Jörg Mannes: Marilyn

Theater:Staatsoper Hannover, Premiere:05.05.2018 (UA)

Jörg Mannes choreographiert „Marilyn“ in Hannover

Den Aufstieg und Fall einer Marilyn Monroe zu tanzen, verlangt Allerlei. Es bedeutet, in die fremde Haut zu schlüpfen und sich emotional in eine Filmikone hineinzudenken, die sich zielstrebig-geltungsbedürftig zur glamourös-verführerischen Kunstfigur stilisierte – durch Ummodelung des kompletten eigenen Ichs. Realität und Erfindung verschwimmen in Monroes kurzem Leben. Es war von ihrer Suche nach Perfektion und dem Hunger nach Liebe, Erfolg und Anerkennung geprägt.
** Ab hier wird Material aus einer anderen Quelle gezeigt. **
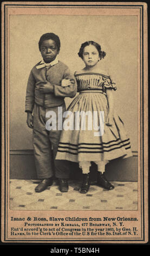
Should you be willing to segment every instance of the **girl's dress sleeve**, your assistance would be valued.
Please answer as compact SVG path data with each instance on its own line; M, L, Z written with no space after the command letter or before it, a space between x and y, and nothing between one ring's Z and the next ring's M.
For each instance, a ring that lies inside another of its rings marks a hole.
M110 76L104 78L104 82L103 83L103 88L104 90L107 88L112 89L114 90L116 90L116 87L115 86L115 83L114 83Z

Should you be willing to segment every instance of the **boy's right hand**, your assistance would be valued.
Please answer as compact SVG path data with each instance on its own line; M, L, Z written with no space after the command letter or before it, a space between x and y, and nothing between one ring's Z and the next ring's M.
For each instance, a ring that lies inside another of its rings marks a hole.
M31 113L28 113L27 124L28 126L31 129L34 127L34 117Z

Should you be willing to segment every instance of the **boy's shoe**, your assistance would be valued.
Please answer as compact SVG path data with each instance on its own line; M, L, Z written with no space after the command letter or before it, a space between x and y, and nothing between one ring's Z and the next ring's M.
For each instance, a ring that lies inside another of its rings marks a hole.
M81 187L79 190L80 193L82 194L86 194L88 192L89 187L90 187L90 178L89 174L82 174L83 180Z
M68 183L67 179L58 179L59 188L61 192L66 192L68 191Z
M98 172L97 173L97 184L108 190L112 190L114 188L114 186L106 180L104 173L102 174L101 172Z
M41 192L45 190L48 187L51 186L53 182L53 178L49 178L42 180L38 186L36 187L35 191L36 192Z

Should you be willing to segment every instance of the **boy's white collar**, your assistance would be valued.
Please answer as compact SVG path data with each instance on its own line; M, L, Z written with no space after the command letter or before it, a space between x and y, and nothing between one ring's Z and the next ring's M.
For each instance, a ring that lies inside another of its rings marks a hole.
M50 63L46 63L43 59L42 59L39 65L36 66L36 68L37 69L42 69L42 68L44 68L45 66L52 66L56 64L58 62L58 59L57 57L56 56L56 58L53 60L53 62L50 62Z

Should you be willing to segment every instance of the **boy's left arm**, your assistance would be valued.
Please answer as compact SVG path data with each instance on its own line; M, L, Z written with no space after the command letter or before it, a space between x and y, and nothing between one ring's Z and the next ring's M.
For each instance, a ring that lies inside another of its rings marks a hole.
M64 87L51 84L51 92L54 93L55 95L57 97L74 97L77 92L77 86L74 77L71 75L68 68L65 70L63 79L68 79L68 81L70 82L70 84Z

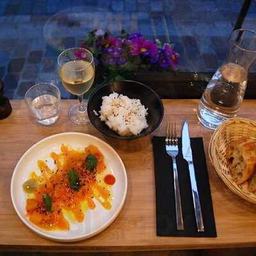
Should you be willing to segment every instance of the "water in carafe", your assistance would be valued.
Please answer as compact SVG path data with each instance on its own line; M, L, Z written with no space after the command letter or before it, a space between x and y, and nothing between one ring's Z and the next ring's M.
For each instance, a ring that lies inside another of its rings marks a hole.
M213 75L198 106L197 116L205 127L215 129L237 115L246 88L248 69L256 59L255 40L255 32L233 32L227 59Z

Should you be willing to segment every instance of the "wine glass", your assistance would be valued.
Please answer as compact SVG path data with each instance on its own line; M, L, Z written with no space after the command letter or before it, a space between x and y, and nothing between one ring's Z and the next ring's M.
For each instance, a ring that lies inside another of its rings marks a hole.
M58 58L60 78L64 87L77 95L79 103L72 106L68 112L71 121L77 124L90 122L87 104L84 94L92 87L95 74L93 56L83 48L70 48L63 51Z

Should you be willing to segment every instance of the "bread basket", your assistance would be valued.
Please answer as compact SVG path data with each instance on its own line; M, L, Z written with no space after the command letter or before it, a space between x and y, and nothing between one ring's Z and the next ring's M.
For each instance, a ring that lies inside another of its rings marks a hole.
M227 146L244 136L250 137L256 142L256 122L238 117L229 119L212 134L209 147L209 154L217 173L227 186L246 200L256 204L256 194L248 191L246 182L237 185L233 180L227 163Z

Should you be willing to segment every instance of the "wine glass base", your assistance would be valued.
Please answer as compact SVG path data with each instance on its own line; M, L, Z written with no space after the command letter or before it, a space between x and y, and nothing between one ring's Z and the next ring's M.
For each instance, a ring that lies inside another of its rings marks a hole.
M79 125L85 125L90 123L90 119L87 115L87 104L84 102L84 111L79 111L79 104L72 106L69 109L68 116L70 120Z

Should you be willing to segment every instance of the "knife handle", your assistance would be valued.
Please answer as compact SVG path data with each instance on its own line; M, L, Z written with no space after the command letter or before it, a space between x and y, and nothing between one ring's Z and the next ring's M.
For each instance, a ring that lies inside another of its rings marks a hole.
M200 203L198 191L197 189L194 165L192 161L188 162L188 167L189 169L190 182L191 183L193 200L194 204L195 214L196 216L197 231L204 232L204 227L203 216L202 215L201 205Z
M176 224L178 230L184 230L182 208L181 207L181 200L180 195L180 186L179 185L178 172L177 170L176 158L172 158L173 167L173 179L174 179L174 193L175 195L175 211L176 211Z

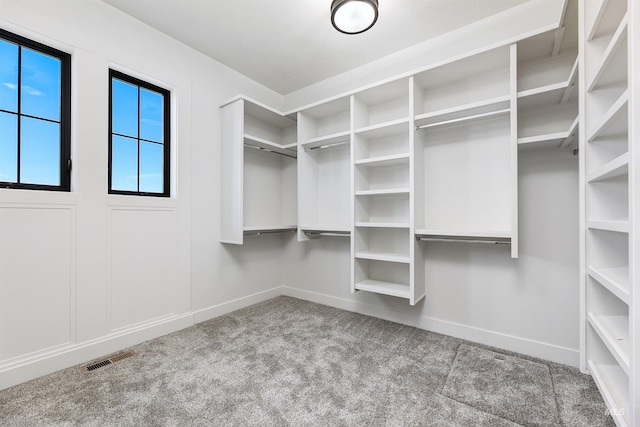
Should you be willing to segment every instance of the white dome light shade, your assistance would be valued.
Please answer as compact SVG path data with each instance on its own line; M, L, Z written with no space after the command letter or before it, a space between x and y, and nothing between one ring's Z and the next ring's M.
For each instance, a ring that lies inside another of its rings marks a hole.
M367 31L378 19L378 0L333 0L331 23L345 34Z

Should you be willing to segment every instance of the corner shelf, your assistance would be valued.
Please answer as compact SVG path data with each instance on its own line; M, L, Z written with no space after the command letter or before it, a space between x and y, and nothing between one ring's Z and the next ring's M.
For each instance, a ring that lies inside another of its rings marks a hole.
M608 268L590 266L587 268L587 274L620 299L620 301L627 305L630 304L629 266Z
M368 291L376 294L409 299L411 296L409 285L403 283L385 282L383 280L367 279L355 284L358 291Z

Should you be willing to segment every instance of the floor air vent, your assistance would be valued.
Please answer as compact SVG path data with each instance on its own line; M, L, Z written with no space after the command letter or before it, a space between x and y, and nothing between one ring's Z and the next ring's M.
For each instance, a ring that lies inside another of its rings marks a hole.
M119 362L119 361L121 361L123 359L126 359L126 358L131 357L131 356L135 356L135 355L136 355L135 351L125 351L124 353L114 354L113 356L109 357L108 359L104 359L104 360L101 360L99 362L92 363L91 365L83 366L82 370L84 372L95 371L96 369L103 368L105 366L111 365L112 363Z

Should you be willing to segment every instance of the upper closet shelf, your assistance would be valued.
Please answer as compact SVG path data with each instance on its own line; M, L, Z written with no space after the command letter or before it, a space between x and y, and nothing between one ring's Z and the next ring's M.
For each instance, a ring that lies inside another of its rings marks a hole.
M591 129L587 135L587 141L593 142L602 135L616 135L627 132L627 106L629 103L629 89L613 103L600 119L600 122ZM621 120L618 120L621 119Z
M415 124L418 129L455 125L464 121L484 119L497 114L509 113L511 111L509 106L509 97L500 96L444 110L419 114L415 117Z
M607 288L612 294L629 305L629 266L587 269L589 276Z
M604 53L602 54L602 58L600 59L600 63L595 68L593 72L593 77L589 81L587 85L587 90L589 92L593 91L598 85L604 85L606 82L603 82L604 76L607 74L605 71L608 66L611 64L612 66L617 67L619 73L626 75L626 67L623 67L622 64L617 63L617 61L613 61L612 59L616 56L616 54L620 54L625 56L626 58L626 46L627 46L627 15L622 18L620 21L620 25L616 28L616 32L611 37L609 44L607 45ZM626 62L626 60L625 60ZM614 73L615 74L615 73Z
M296 144L288 144L288 145L279 145L273 142L267 141L266 139L259 138L253 135L244 134L244 145L257 148L259 150L269 151L272 153L282 154L288 157L297 157L297 152L295 151Z
M356 160L355 164L361 167L400 166L409 163L409 153L390 154L388 156L369 157Z
M245 236L284 233L287 231L296 231L297 229L298 226L296 225L252 225L242 227Z
M416 229L416 240L433 242L510 244L508 231Z
M575 120L569 126L569 129L562 132L554 132L542 135L533 135L523 138L518 138L519 145L535 144L539 145L551 145L556 147L568 147L578 137L578 121L579 117L576 116Z
M300 145L306 150L313 150L319 148L329 148L336 145L346 144L351 141L351 132L342 131L333 133L331 135L319 136L317 138L301 141Z
M406 125L408 123L409 123L409 117L403 117L401 119L390 120L384 123L377 123L370 126L364 126L356 129L355 132L357 134L367 134L367 133L376 134L377 133L378 135L384 135L384 133L387 133L391 135L391 134L398 133L399 131L405 130ZM387 129L386 132L384 129Z

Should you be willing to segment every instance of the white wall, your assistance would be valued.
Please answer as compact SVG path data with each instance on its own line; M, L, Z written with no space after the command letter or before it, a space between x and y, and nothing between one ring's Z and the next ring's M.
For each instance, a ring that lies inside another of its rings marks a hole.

Giada Zanotti scheint die Auftritte als Diva in aufreizenden Gewändern und blonder Perücke (Kostüme: Alexandra Pitz) tänzerisch wie darstellerisch voll auszukosten. In Jörg Mannes temporeichem choreografischen Aperçu „Marilyn“ ist sie die aufstrebende, sich manchmal fast maskulin-dominant ihrer Wirkung auf Männer bewusste Frau. Letztlich aber geht sie am Verlust der eigenen Identität zu Grunde.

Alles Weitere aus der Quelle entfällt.